O estudo verificou que, no período mencionado, 148.792 pessoas com média de 45 anos, sendo 80% mulheres, receberam sua primeira dose da AstraZeneca na Dinamarca. Já na Noruega, foram contabilizadas 132.472, com média de 44 anos e 78% mulheres.

A pesquisa verificou, entre os 281.264 receptores, um aumento na incidência de coágulos sanguíneos nas veias (coágulos sanguíneos venosos), incluindo um ligeiro aumento na incidência de coágulos sanguíneos nas veias do cérebro, correspondendo a um coágulo adicional por 40 mil vacinados.

No entanto, “os resultados foram amplamente tranquilizadores”, afirmam os autores, justificando que não encontraram um aumento na incidência para a maioria dos eventos adversos estudados.
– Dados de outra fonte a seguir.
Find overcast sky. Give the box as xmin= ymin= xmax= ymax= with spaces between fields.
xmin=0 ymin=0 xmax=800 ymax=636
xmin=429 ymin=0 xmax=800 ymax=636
“Os riscos absolutos de eventos tromboembólicos venosos foram, no entanto, pequenos, e os achados devem ser interpretados à luz dos efeitos benéficos comprovados da vacina, o contexto do país em questão e as limitações à generalização dos achados do estudo”, conclui o estudo.

Segundo o portal de notícias científicas “Eureka Alert”, os resultados do estudo foram encaminhados às autoridades dinamarquesas, norueguesas e internacionais e já foram considerados nas avaliações feitas pelo órgão regulador dinamarquês.